Saya lihat banyak sisi yang bisa didialogkan. Selama secara terang-terangan dan terbuka mencaci-maki Abu Bakar, Umar, dan Usman, berarti orang-orang Syiah telah menutup pintu dialog. Mustahil ada Sunni yang mau diajak dialog kalau mendengar dari mulut Syiah sesuatu yang jelek tentang mereka. Orang Syiah mesti memahami kejiwaan dan perasaan sensitif Sunni sehingga tidak mencaci-maki atau menghina, apalagi mengkafirkan mereka.
Begitu juga sebaliknya. Sunni tidak boleh menggeneralisasi bahwa semua Syiah itu kafir dan sesat. Kalau diambil, pasti sikap seperti ini akan menyakiti hati orang-orang Syiah. Ini juga akan menutup pintu dialog.
Jadi, persatuan yang saya pahami bukan soal sependapat atau tidak sependapat. Persatuan adalah masalah hati. Bila hatinya baik, berjiwa besar, mau menerima perbedaan, mau berdialog, tidak mencaci-maki, dan tidak menghina, setiap orang pasti bisa bersatu. Tapi kalau hatinya sudah busuk dan rusak, orang tidak akan pernah bisa (bersatu—red). Perbedaan kecil sedikit pun bisa menimbulkan permusuhan.
Perbedaan sekecil apa pun, bila disikapi dengan jiwa kerdil, dada sempit, sikap egois, dan mau menang sendiri, pasti akan mendatangkan perpecahan dan malapetaka. Apalagi kalau perbedaannya besar, wah sudah pasti hancur lebur. Sebaliknya, perbedaan sebesar apa pun, kalau disikapi dengan jiwa besar, dada lapang, sikap tafâhum, dan saling hormat, insya Allah tidak akan menimbulkan perpecahan.
Sekali lagi, persatuan ini adalah masalah hati. Kita tidak bisa memaksakan orang untuk sependapat. Mustahil. Sebab perbedaan pendapat adalah sunnatullah yang akan selalu ada di setiap tempat dan zaman.
Bila Syiah mengkritik kepemimpinan Abu Bakar dengan cara ilmiah dan santun dan disertai dalil-dalil dan argumentasi yang baik, Sunni wajib menjawabnya. Kita pun mesti menjawab pertanyaan-pertanyaan orang kafir yang bertanya tentang akidah kita. Seperti Ahmad Deedat terhadap pertanyaan-pertanyaan orang kafir. Begitu juga sebaliknya. Nah, kedua belah pihak (Sunni-Syiah—red) harus menjawab dengan santun.
Kalau Syiah, tanpa angin dan hujan, tiba-tiba mencaci Abu Bakar, itu sama saja ngajak perang.

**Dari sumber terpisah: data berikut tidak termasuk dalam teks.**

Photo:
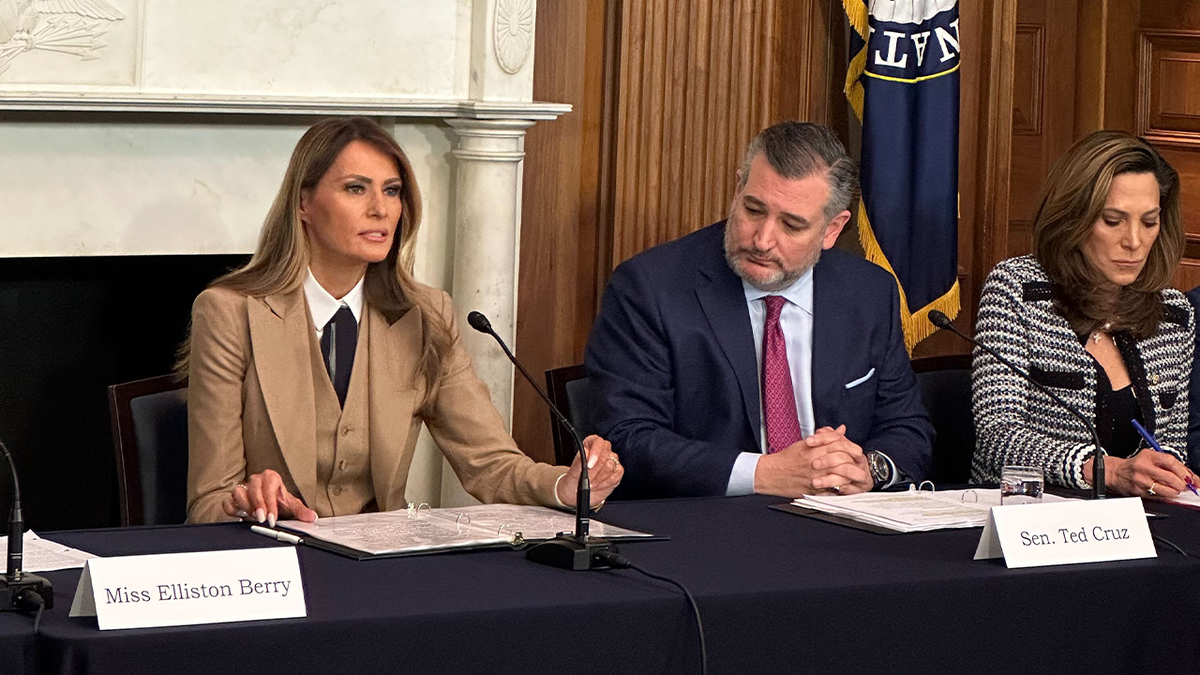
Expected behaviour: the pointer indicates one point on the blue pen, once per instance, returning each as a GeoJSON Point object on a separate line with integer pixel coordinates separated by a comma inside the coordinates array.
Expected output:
{"type": "Point", "coordinates": [1155, 444]}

Kritik terhadap sahabat, yang bagi Ahlusunah adalah tabu tetapi biasa bagi Syiah, hendaknya disampaikan dengan adab, ilmiah, akhlaqul karimah, dan tidak emosional.

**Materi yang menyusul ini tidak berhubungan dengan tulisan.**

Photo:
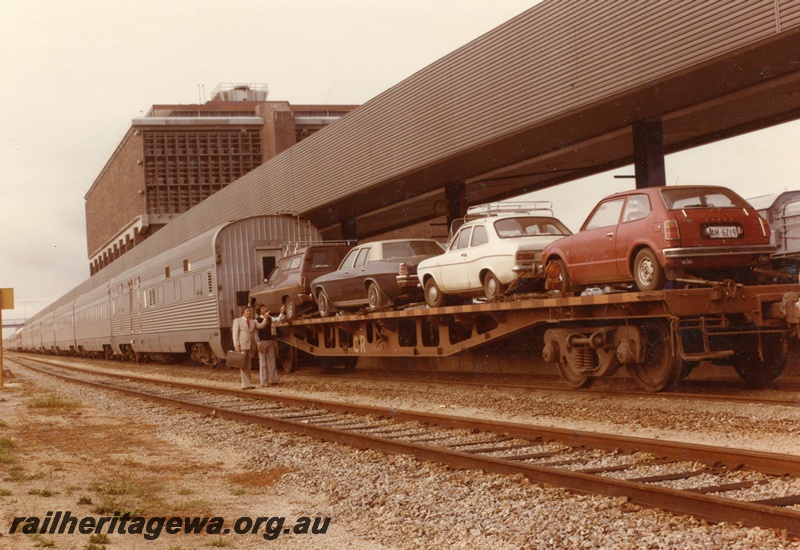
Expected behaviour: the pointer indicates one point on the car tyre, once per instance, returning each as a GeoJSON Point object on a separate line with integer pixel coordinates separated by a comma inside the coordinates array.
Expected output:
{"type": "Point", "coordinates": [492, 287]}
{"type": "Point", "coordinates": [433, 294]}
{"type": "Point", "coordinates": [566, 282]}
{"type": "Point", "coordinates": [648, 274]}
{"type": "Point", "coordinates": [324, 304]}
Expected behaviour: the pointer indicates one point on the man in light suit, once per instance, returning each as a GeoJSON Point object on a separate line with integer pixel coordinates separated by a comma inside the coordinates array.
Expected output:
{"type": "Point", "coordinates": [244, 339]}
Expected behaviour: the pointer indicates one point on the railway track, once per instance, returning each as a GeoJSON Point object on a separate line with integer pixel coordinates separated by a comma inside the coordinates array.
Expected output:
{"type": "Point", "coordinates": [713, 483]}
{"type": "Point", "coordinates": [785, 393]}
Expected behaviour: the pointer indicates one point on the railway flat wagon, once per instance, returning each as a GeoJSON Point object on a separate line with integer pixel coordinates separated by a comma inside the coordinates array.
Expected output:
{"type": "Point", "coordinates": [658, 336]}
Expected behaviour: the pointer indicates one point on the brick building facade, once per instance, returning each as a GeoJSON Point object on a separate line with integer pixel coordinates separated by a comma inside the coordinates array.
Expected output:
{"type": "Point", "coordinates": [178, 155]}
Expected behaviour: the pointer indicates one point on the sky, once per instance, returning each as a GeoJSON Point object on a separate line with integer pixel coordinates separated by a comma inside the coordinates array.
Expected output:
{"type": "Point", "coordinates": [74, 73]}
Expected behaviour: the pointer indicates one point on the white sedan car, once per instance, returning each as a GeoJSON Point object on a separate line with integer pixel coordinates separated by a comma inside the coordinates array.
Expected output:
{"type": "Point", "coordinates": [490, 256]}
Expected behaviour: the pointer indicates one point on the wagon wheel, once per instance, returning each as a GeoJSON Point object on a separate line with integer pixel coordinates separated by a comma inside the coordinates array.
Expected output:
{"type": "Point", "coordinates": [660, 369]}
{"type": "Point", "coordinates": [572, 378]}
{"type": "Point", "coordinates": [749, 364]}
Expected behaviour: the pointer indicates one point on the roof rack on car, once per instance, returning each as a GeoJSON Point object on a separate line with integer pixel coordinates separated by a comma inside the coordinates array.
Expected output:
{"type": "Point", "coordinates": [499, 208]}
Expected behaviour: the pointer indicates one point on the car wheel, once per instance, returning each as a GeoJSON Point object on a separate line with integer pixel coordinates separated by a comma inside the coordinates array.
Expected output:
{"type": "Point", "coordinates": [563, 276]}
{"type": "Point", "coordinates": [324, 304]}
{"type": "Point", "coordinates": [647, 272]}
{"type": "Point", "coordinates": [374, 296]}
{"type": "Point", "coordinates": [433, 295]}
{"type": "Point", "coordinates": [492, 287]}
{"type": "Point", "coordinates": [289, 309]}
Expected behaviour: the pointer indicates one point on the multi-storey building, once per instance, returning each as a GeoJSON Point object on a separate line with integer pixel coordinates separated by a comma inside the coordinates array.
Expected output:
{"type": "Point", "coordinates": [178, 155]}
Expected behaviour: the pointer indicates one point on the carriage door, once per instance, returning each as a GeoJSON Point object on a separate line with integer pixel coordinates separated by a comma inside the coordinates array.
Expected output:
{"type": "Point", "coordinates": [133, 306]}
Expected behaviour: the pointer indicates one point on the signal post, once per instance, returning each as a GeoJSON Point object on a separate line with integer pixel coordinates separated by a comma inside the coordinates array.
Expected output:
{"type": "Point", "coordinates": [6, 302]}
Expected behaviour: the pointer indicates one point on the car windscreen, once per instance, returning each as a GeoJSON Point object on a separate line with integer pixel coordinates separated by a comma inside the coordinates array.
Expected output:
{"type": "Point", "coordinates": [702, 197]}
{"type": "Point", "coordinates": [407, 249]}
{"type": "Point", "coordinates": [529, 226]}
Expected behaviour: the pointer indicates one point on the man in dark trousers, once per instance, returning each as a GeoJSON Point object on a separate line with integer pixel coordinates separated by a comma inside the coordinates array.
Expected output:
{"type": "Point", "coordinates": [244, 331]}
{"type": "Point", "coordinates": [267, 346]}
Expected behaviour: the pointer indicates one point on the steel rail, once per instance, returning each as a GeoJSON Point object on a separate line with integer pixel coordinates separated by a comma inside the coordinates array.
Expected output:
{"type": "Point", "coordinates": [710, 508]}
{"type": "Point", "coordinates": [765, 462]}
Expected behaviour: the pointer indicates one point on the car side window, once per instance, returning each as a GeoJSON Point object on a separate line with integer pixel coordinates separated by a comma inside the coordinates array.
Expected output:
{"type": "Point", "coordinates": [637, 208]}
{"type": "Point", "coordinates": [462, 239]}
{"type": "Point", "coordinates": [361, 261]}
{"type": "Point", "coordinates": [479, 235]}
{"type": "Point", "coordinates": [607, 214]}
{"type": "Point", "coordinates": [320, 259]}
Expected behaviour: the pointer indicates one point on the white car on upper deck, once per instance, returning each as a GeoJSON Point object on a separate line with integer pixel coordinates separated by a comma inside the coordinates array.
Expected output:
{"type": "Point", "coordinates": [497, 249]}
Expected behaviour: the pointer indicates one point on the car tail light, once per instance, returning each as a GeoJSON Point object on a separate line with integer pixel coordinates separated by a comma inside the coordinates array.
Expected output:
{"type": "Point", "coordinates": [764, 227]}
{"type": "Point", "coordinates": [553, 270]}
{"type": "Point", "coordinates": [671, 231]}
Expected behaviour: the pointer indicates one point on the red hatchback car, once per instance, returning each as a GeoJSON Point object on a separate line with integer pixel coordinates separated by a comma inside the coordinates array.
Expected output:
{"type": "Point", "coordinates": [648, 236]}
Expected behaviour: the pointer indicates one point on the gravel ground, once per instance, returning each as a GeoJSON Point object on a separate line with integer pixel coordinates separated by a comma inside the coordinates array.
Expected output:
{"type": "Point", "coordinates": [373, 500]}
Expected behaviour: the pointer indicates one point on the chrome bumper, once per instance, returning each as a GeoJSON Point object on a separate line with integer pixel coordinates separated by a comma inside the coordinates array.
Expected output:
{"type": "Point", "coordinates": [701, 251]}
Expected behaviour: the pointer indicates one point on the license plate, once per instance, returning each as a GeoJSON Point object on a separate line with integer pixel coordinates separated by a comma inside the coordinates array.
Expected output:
{"type": "Point", "coordinates": [723, 232]}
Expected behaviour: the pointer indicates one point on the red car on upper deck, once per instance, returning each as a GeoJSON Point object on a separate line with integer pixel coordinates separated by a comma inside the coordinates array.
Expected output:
{"type": "Point", "coordinates": [648, 236]}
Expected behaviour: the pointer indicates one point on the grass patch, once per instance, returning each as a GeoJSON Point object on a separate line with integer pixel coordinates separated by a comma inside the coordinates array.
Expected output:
{"type": "Point", "coordinates": [137, 497]}
{"type": "Point", "coordinates": [99, 538]}
{"type": "Point", "coordinates": [191, 505]}
{"type": "Point", "coordinates": [50, 401]}
{"type": "Point", "coordinates": [42, 492]}
{"type": "Point", "coordinates": [42, 542]}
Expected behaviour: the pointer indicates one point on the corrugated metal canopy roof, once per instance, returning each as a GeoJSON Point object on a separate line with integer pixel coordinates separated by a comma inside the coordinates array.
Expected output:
{"type": "Point", "coordinates": [545, 98]}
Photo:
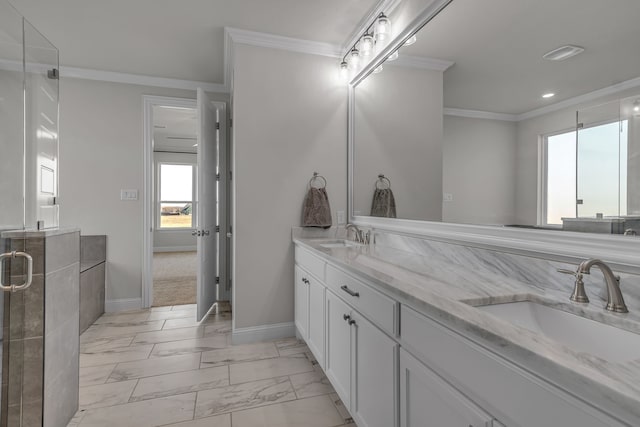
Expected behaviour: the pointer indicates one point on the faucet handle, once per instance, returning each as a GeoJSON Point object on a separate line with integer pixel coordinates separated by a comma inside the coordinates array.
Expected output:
{"type": "Point", "coordinates": [565, 271]}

Membangun hal seperti ini tidaklah mudah tetapi ini bisa menyatukan hati dan langkah dalam kalimatullah. Itu yang lebih penting.
Pandangan Anda tentang Syiah di Indonesia?

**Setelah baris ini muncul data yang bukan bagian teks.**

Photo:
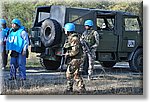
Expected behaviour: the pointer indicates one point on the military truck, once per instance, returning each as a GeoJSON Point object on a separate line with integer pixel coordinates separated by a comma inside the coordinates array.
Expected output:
{"type": "Point", "coordinates": [121, 35]}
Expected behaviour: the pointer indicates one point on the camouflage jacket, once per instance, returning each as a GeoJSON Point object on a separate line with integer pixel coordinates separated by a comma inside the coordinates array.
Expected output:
{"type": "Point", "coordinates": [73, 47]}
{"type": "Point", "coordinates": [91, 37]}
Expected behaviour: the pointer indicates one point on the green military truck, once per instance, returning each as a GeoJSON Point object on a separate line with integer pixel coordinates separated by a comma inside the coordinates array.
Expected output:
{"type": "Point", "coordinates": [121, 35]}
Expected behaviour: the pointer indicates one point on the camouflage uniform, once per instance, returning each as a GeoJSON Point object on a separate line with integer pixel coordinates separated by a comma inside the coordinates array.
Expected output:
{"type": "Point", "coordinates": [74, 61]}
{"type": "Point", "coordinates": [92, 39]}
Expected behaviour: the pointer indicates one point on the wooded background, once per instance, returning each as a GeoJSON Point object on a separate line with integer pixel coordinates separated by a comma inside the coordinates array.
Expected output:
{"type": "Point", "coordinates": [25, 11]}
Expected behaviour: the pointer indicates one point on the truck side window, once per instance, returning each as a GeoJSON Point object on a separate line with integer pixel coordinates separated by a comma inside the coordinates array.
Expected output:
{"type": "Point", "coordinates": [105, 23]}
{"type": "Point", "coordinates": [72, 17]}
{"type": "Point", "coordinates": [131, 24]}
{"type": "Point", "coordinates": [43, 16]}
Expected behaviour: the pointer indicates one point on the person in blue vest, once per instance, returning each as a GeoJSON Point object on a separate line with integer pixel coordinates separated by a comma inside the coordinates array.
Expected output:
{"type": "Point", "coordinates": [17, 42]}
{"type": "Point", "coordinates": [1, 48]}
{"type": "Point", "coordinates": [5, 30]}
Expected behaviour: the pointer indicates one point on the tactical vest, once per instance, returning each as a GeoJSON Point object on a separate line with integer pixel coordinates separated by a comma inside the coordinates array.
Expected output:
{"type": "Point", "coordinates": [68, 46]}
{"type": "Point", "coordinates": [6, 30]}
{"type": "Point", "coordinates": [89, 37]}
{"type": "Point", "coordinates": [15, 41]}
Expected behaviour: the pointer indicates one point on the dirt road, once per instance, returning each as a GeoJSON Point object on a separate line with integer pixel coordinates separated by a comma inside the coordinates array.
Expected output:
{"type": "Point", "coordinates": [117, 80]}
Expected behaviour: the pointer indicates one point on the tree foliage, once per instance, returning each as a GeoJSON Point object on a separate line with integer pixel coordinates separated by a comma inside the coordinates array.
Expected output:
{"type": "Point", "coordinates": [25, 11]}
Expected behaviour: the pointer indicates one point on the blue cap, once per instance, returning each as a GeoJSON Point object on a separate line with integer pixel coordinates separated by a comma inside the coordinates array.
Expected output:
{"type": "Point", "coordinates": [2, 21]}
{"type": "Point", "coordinates": [69, 27]}
{"type": "Point", "coordinates": [88, 23]}
{"type": "Point", "coordinates": [16, 21]}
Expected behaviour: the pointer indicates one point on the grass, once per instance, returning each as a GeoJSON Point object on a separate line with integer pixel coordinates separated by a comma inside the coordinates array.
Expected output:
{"type": "Point", "coordinates": [115, 84]}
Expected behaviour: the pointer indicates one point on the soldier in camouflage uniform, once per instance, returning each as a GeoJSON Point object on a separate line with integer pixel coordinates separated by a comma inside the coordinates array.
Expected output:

Kalau yang saya lihat selama ini, hubungan saya baik dengan kawan-kawan Syiah di Indonesia. Apa yang saya sampaikan ke Anda sekarang ini juga sudah saya sampaikan kepada mereka. Contohnya kepada Ustad Hassan Daliel, saya katakan, “Bib (habib—red), kenapa kita bisa jalan bareng? Karena saya belum pernah mendengar Anda mencaci-maki sahabat. Nah, ini perlu dijaga. Yang saya dengar kritik antum juga sopan. Tapi kalau suatu saat saya mengkafirkan Anda dan Anda maki-maki sahabat, kita bisa musuhan.” Ini sebagai gambaran umum dari apa yang saya terima dari Ustadz Hassan Daliel, Ustadz Othman Shihab, Ustadz Agus Abubakar, Ustadz Husein Shahab, Ustadz Zein Alhadi, dan banyak lagi ustadz-ustadz Syiah yang tidak perlu saya sebutkan satu persatu. Saya belum pernah mendengar ungkapan jelek dari mulut-mulut mereka. Yang saya tahu mereka adil, berilmu, berakal, dan beradab. Mudah-mudahan hubungan ini bisa dipertahankan. Bahkan bukan hanya itu, saya berharap orang-orang seperti mereka mampu tampil ke depan mendorong orang-orang Syiah yang di bawah atau junior-junior mereka agar tidak mencaci-maki sahabat nabi. Sebab, ada satu saja Syiah yang mencaci-maki sahabat, nanti orang-orang Sunni yang tidak paham akan menggeneralisasi bahwa Syiah memang seperti itu. Orang awam kan mudah menggeneralisasi.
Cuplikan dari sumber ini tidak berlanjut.